Ranking-Based At-Risk Student Prediction Using Federated Learning and Differential Features
Yoneda, Shunsuke, Švábenský, Valdemar, Li, Gen, Deguchi, Daisuke, Shimada, Atsushi
Digital textbooks are widely used in various educational contexts, such as university courses and online lectures. Such textbooks yield learning log data that have been used in numerous educational data mining (EDM) studies for student behavior analysis and performance prediction. However, these studies have faced challenges in integrating confidential data, such as academic records and learning logs, across schools due to privacy concerns. Consequently, analyses are often conducted with data limited to a single school, which makes developing high-performing and generalizable models difficult. This study proposes a method that combines federated learning and differential features to address these issues. Federated learning enables model training without centralizing data, thereby preserving student privacy. Differential features, which utilize relative values instead of absolute values, enhance model performance and generalizability. To evaluate the proposed method, a model for predicting at-risk students was trained using data from 1,136 students across 12 courses conducted over 4 years, and validated on hold-out test data from 5 other courses.
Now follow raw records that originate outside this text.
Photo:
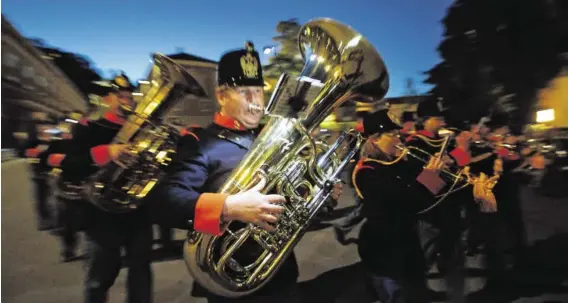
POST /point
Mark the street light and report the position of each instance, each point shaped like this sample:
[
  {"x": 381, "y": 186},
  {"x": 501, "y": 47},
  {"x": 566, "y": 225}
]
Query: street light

Experimental results demonstrated that the proposed method addresses privacy concerns while achieving performance comparable to that of models trained via centralized learning in terms of Top-n precision, nDCG, and PR-AUC. Furthermore, using differential features improved prediction performance across all evaluation datasets compared to non-differential approaches. The trained models were also applicable for early prediction, achieving high performance in detecting at-risk students in earlier stages of the semester within the validation datasets.